CHARLOTTE, N.C. -- Racers, start your abaci.
On Monday evening, NASCAR kicked off its 2017 preseason media tour with what now happens so often, it is close to being labeled a tradition, like spraying champagne in Victory Lane.
The sanctioning body and its members announced sweeping changes to how championship points are tallied and how the sport will crown its champions at season's end. Races will now consist of three stages, with each stage awarding bonus points that will count toward the postseason, added to points awarded from a restructured scale, which now rewards race winners with more -- both during the 26-race regular season and the playoffs.
The intent is great: To make every lap of the season -- among the longest in big league sports -- matter as much as possible. That's something fans have called for ever since NASCAR first carved out a down-the-stretch postseason more than a decade ago.
The concept is, at its heart, a throwback. Dividing races into segments and rewarding the winner of each is a concept that harkens back to the Saturday night short tracks, where the majority of NASCAR competitors have their roots.
NASCAR brass sat onstage in Uptown Charlotte shoulder to shoulder with racetrack operators, team executives, three superstar drivers and two superstar drivers-turned-TV analysts. They spoke in locked step how "every lap matters now" and "there are no weeks off," and they said they were fulfilling fans' wishes of "I want my driver rewarded for every race."
They laughed off the death of the term "Chase," replaced by "playoffs." They even talked about the achievement of better-timed commercial breaks, so fans miss less action and experience more convenient bathroom pit stops.
They seemed to fully believe in what they preached. And the truth is, they probably aren't wrong to do so.
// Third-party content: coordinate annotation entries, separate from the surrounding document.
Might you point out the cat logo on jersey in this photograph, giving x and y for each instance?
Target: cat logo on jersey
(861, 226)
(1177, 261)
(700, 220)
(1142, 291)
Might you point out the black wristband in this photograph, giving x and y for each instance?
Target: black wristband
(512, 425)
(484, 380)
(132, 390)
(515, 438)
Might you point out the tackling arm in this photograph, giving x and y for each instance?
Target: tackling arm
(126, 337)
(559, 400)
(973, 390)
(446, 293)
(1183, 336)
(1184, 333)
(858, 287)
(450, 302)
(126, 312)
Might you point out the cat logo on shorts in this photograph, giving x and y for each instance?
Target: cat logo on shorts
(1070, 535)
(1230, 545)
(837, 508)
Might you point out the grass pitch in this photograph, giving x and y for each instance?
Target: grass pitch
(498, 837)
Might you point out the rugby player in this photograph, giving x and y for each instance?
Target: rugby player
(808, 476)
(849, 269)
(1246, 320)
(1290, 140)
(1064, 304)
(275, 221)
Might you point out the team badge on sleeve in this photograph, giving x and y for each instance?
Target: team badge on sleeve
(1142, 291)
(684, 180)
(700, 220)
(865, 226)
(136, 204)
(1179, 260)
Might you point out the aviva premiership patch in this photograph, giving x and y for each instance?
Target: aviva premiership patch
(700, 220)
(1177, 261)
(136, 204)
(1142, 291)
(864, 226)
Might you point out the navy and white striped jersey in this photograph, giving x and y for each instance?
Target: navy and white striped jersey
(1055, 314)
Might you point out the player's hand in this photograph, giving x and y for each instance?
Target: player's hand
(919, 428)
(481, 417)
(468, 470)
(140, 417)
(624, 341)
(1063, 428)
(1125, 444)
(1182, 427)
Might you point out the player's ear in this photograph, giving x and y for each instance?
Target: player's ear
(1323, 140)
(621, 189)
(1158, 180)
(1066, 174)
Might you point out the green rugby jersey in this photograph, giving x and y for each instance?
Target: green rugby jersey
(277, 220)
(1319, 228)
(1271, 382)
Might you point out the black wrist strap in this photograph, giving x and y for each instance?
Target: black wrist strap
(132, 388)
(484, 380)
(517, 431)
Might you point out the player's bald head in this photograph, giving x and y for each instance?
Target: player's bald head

The plan they yanked the cover off of Monday meets every goal they looked to achieve during months of industrywide committee meetings -- cross-pollinated gatherings that have become the recent norm in the committee-fied NASCAR garage. It really, probably, likely will work.
But damn, it is complicated.
It took my colleague Bob Pockrass more than 600 words to explain it all on this very site.
The half hour after the announcement was followed by a scramble of motorsports industry types and media members alike, all congregating on the theater floor trying to decipher what they had just heard.
My drive home from the Charlotte Convention Center takes about 20 minutes. The entirety of that ride was spent listening to NASCAR's satellite radio channel and a nonstop attempt at an explanation of it all from longtime racing radio man Brad Gillie and driver Kenny Wallace, who has started 904 races across NASCAR's top three series.
"Man, I'll tell you one thing," Wallace said on the air as he read the in-race points format aloud. "They are going to have to take some time after the end of every race to do all this math."
To their credit, the people who came up with the format are fully aware of its complexity. But to a man, they also preached patience.
"I think this will be great, but everyone needs to see it in action first," said Brad Keselowski, 2012 Cup Series champion and a multiyear member of NASCAR's Drivers Council. "Once they see it, they will understand it."
Or as fellow councilman and format discussion contributor Denny Hamlin put it, "You don't need to know how to build a watch. You just need to know what time it is."
The problem is keeping people around long enough to look. Since 2004, the points/postseason format -- Chase or playoff -- has been altered six times.
All of those changes were fueled by the best intentions. The same could be said about multiple revisions to all-star race formats, restrictor-plate rules at Daytona and Talladega, and the construction of the race cars themselves.
But so much change can begin to feel overwhelming to the audience, even when the moves are made with guidance from that audience via social media and fan council input. And the one corner of the garage not represented during Monday's announcement -- crew chiefs and their engineers -- have long excelled at finding the tiniest rivets in the armor of such well-meaning ironclad plans and prying them open, like a bear going through a garbage can.
As a race fan Tweeted to me moments after Dale Earnhardt Jr. said he couldn't wait to see what crew chiefs would do with all of the strategic possibilities: "Yeah, remember when elimination-style qualifying made its debut at restrictor-plate tracks?"
"We know those concerns," said Steve O'Donnell, NASCAR executive vice president and chief racing development officer. "But I think that if everyone out there knows the truth, that we are doing all of this with their interests and their feedback as part of the process, then I think they will be willing to see where all of this hard work by these people here tonight will take us."
If it takes them into the as-promised three hard dashes to the finish line every Sunday, then they will be willing and able. But if instead it takes them to webpages and calculators to sort it all out, then they will not.
Thus, there isn't likely to be much patience among that audience when it comes to the "once they see it, they will understand it" approach.
And if the 2017 season gets to, say, Martinsville Speedway on April 2, the season's sixth race, and the fans still don't understand how the math works?
Well, let's just say it'll get complicated.